Additionally, consider looking into the FIRE movement, a “lifestyle system followed largely by millennials that’s focused on the goal of achieving financial independence and retiring early.”
Resources to Help:
- Financial Tips for Freelance Content Developers
- How to Grow Your Bank Account in Your First Year
- Forbes: How To Budget Wisely And Save Money As A Freelancer
- Nerd Wallet: 3 Keys to Budgeting as a Freelancer
- Mint: Best Practice Budgeting Tips for Freelancers
Reviewing Your Business Expenses and Properly Budgeting Each Freelancer Payment
The freedom economy is a wonderful place, but there are a few considerations you have to make when you strike out on your own. By becoming educated on important financially-related parts of your business you’ll be budgeting and allocating your freelancer payments better in no time.

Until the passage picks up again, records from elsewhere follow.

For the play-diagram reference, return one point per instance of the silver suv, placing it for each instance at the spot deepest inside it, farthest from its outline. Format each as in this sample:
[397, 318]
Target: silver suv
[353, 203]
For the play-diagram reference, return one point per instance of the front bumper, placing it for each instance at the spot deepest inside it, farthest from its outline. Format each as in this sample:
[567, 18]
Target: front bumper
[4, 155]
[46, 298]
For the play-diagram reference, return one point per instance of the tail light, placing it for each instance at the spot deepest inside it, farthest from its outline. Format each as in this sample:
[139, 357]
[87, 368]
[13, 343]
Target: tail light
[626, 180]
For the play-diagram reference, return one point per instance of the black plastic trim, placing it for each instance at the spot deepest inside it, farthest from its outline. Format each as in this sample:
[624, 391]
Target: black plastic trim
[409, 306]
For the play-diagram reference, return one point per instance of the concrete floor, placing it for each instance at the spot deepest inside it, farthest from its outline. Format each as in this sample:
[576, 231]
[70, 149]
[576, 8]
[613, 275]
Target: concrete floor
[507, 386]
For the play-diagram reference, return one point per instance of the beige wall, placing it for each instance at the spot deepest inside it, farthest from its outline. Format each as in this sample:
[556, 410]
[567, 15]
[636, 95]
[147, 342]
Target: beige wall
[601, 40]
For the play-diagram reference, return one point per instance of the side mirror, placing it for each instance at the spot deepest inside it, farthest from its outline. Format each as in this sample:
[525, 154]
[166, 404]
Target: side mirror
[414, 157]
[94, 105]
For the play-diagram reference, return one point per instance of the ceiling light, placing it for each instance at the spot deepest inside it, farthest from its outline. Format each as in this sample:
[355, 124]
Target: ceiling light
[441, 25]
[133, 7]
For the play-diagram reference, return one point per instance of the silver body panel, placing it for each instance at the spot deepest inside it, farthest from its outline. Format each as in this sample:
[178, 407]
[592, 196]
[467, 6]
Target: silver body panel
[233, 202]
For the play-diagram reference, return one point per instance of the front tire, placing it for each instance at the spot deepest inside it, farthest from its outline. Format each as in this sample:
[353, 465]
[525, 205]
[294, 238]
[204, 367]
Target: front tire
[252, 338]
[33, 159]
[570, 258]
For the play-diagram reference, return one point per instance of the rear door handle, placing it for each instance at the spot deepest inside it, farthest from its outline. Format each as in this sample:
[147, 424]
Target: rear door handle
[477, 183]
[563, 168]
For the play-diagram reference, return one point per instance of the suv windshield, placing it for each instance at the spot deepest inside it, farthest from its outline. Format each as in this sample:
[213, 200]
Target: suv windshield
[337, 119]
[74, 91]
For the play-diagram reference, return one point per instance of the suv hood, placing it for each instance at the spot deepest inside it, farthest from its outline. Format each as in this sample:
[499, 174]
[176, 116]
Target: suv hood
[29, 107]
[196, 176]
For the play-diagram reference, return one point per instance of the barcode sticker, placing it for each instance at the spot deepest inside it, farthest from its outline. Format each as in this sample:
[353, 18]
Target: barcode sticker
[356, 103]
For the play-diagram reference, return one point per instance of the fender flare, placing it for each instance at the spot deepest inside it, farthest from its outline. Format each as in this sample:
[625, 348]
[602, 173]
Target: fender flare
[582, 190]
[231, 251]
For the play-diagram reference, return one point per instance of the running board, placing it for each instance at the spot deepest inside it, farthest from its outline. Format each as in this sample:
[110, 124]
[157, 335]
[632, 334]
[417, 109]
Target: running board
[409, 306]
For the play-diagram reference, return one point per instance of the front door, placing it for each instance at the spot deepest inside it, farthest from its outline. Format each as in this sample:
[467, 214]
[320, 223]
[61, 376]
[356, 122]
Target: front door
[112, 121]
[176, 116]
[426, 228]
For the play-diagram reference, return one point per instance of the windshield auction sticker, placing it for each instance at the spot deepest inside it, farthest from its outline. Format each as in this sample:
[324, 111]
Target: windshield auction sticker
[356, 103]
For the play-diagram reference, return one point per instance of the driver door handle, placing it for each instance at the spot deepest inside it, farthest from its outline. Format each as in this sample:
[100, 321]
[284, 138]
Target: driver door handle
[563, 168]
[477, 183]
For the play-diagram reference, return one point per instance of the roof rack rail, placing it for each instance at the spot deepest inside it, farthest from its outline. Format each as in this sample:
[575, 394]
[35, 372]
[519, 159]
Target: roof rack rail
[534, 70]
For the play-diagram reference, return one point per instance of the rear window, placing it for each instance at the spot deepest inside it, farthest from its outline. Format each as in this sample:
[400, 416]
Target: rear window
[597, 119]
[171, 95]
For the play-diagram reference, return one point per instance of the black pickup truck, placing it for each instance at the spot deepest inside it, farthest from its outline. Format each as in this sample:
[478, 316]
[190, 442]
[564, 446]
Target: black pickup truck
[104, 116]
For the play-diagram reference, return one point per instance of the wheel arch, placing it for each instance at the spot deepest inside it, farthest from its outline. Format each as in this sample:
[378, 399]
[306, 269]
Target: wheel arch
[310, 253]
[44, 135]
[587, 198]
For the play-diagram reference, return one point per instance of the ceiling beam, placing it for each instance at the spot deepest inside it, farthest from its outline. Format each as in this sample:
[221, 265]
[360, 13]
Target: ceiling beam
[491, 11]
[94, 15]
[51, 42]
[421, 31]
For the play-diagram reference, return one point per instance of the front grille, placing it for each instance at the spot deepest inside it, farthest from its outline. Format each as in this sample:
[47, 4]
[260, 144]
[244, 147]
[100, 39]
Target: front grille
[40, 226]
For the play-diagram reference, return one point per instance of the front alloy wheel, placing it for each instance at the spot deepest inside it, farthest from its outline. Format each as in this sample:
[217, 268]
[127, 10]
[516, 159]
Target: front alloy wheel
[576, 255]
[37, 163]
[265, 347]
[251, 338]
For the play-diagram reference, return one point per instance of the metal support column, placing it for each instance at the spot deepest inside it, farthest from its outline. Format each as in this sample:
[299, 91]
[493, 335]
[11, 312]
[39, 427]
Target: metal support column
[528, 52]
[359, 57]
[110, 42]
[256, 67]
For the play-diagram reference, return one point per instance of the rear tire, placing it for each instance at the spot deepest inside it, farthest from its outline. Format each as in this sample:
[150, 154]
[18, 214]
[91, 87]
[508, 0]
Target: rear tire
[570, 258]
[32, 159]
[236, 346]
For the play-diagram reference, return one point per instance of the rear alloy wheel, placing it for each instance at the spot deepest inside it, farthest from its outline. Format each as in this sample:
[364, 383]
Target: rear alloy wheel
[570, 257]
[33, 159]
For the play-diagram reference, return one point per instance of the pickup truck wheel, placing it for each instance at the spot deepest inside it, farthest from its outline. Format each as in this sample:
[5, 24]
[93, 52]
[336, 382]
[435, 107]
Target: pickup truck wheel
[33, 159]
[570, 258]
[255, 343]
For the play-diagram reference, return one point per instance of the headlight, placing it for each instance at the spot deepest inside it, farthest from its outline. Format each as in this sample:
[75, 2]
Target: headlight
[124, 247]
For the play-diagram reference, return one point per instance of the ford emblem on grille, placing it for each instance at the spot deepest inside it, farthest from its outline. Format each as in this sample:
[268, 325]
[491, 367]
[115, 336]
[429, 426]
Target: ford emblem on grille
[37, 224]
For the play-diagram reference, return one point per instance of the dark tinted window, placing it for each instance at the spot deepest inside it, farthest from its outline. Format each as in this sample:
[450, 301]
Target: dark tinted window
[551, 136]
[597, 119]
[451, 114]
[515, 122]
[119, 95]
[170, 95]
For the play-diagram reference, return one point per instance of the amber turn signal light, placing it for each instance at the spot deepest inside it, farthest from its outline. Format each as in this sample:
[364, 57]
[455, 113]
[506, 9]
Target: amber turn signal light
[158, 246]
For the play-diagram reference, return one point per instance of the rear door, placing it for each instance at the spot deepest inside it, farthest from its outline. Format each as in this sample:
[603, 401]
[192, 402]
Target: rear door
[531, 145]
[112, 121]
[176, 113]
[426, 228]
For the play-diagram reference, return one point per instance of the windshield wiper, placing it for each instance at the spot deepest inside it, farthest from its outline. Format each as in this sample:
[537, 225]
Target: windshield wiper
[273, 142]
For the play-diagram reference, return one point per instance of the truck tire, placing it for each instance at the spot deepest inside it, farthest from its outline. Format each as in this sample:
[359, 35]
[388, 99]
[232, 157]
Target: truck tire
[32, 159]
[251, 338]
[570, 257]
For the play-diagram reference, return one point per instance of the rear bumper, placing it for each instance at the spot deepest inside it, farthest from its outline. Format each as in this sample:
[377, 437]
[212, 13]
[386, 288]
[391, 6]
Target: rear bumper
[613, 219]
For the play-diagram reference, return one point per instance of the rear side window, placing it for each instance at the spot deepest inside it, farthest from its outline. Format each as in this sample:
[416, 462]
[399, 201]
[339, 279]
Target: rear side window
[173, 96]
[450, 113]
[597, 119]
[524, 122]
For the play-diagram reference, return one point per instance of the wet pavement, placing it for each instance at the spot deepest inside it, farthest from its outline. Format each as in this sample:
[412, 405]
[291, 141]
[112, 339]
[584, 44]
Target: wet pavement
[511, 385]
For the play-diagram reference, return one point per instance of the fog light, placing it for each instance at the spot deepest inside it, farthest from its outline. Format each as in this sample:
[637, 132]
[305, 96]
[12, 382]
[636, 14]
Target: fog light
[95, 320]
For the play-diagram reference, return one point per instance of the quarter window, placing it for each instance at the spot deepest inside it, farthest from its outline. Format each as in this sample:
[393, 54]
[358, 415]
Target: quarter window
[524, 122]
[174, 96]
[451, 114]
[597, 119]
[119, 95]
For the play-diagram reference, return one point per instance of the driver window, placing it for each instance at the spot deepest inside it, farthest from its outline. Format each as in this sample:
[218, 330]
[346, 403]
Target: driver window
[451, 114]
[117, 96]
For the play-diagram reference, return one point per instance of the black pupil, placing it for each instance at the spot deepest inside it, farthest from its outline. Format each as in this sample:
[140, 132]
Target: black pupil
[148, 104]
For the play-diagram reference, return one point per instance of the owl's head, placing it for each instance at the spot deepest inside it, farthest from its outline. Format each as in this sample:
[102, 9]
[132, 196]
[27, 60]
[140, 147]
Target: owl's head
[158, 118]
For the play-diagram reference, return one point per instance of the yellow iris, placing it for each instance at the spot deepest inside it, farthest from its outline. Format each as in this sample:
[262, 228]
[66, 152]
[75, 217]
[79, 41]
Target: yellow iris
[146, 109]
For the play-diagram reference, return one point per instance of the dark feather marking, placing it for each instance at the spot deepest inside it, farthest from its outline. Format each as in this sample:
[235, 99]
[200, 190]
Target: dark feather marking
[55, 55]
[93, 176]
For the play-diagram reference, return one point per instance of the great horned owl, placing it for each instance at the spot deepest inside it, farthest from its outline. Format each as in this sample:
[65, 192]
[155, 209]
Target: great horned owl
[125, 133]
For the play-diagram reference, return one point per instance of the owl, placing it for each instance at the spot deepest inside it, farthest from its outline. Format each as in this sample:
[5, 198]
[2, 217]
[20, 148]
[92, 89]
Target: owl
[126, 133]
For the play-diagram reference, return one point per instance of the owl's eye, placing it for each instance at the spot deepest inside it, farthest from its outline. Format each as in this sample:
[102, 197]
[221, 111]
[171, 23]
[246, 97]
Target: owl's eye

Gain an understanding of what taxes you’re required to pay on your freelancer income by contacting your local government office or seeking help from a professional.
Next, prepare for retirement by looking into various retirement plan options. Additionally, take the time to review your healthcare options, and remember, you have lots of them to choose from!
Last, research where you’re able to cut costs throughout your business and personal life to lessen your financial stress each month.
After completing these steps, you’ll have a better understanding about what percentage of your freelancer payments you should be saving each month to cover your costs.